Keeping restaurants alive during the pandemic

Publication Date

Restaurateurs – and their employees – have suffered a lot during the COVID pandemic. There’s really no other way to say it.

Few understand this better than Melissa Fleischut ’90. As CEO of the New York State Restaurant Association (NYSRA), she’s been at the forefront of helping restaurants survive and adapt.

“Leading NYSRA during the pandemic has been stressful, emotional and exhausting,” said Fleischut, who has been CEO since 2013. “Listening to the struggles of restaurant owners as they tried to keep their doors open, their staff employed and their families fed has been truly heartbreaking.”

Melissa Fleischut ’90

The association, whose membership includes several thousand New York restaurants, protects the hospitality industry through advocacy, supporting businesses with events and education, and providing key training and cost-saving programs. The goal, Fleischut said, is to make a restaurant owner’s job easier, and make their business the best it can be.

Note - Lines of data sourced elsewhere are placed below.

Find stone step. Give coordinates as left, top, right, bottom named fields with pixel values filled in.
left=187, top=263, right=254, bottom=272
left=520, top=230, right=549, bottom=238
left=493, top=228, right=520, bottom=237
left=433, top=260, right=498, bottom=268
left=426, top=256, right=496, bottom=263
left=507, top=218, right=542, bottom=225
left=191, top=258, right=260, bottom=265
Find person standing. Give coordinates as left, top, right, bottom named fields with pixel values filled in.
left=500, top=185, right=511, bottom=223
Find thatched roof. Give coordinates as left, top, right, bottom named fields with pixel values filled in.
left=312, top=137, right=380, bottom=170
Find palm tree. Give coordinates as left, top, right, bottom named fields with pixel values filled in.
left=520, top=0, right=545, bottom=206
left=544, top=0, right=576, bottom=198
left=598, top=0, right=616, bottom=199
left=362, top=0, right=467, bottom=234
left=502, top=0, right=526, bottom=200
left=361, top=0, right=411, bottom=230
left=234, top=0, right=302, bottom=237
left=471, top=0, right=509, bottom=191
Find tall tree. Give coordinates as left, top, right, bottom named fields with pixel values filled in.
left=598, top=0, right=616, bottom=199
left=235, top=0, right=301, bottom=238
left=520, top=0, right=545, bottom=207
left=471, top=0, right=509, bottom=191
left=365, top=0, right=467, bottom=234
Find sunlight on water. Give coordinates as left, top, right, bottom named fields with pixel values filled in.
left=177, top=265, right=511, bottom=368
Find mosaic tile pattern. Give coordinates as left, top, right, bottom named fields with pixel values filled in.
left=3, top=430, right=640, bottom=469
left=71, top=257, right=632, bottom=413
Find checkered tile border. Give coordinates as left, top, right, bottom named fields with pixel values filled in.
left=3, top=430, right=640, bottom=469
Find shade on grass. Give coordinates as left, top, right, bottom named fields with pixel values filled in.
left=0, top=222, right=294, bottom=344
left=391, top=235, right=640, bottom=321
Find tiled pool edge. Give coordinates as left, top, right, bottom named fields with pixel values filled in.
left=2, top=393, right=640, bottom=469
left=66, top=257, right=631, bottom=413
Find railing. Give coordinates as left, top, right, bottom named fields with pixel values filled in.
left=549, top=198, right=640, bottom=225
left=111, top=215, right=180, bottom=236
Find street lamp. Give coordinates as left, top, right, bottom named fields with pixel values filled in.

To carry out this mission during the pandemic, NYSRA began holding weekly calls for members and non-members. Association staff provided updates on the latest rules and restrictions, and best practices on what was working. A nightly email was also launched, compiling everything NYSRA staff learned into one message so that members would not have to comb through multiple sources of information.

“Lastly, we told their story to anyone who would listen,” Fleischut said.

This included working with the National Restaurant Association on federal programs, like the Payroll Protection Program, Economic Injury Disaster Loans, Employee Retention Tax Credit and the Restaurant Revitalization Fund.

“We did hundreds of press interviews and met with state legislators and government officials on any issue that needed to be addressed,” she added. “We proposed – and succeeded in getting – outdoor dining open even earlier than indoor dining, and we constantly advocated for restrictions to be eased or lifted.”

Listening to the struggles of restaurant owners as they tried to keep their doors open, their staff employed and their families fed has been truly heartbreaking."

The popularity and success of outdoor dining offered some salvation and was one of the biggest wins for restaurants early in the pandemic. Another was alcohol to-go.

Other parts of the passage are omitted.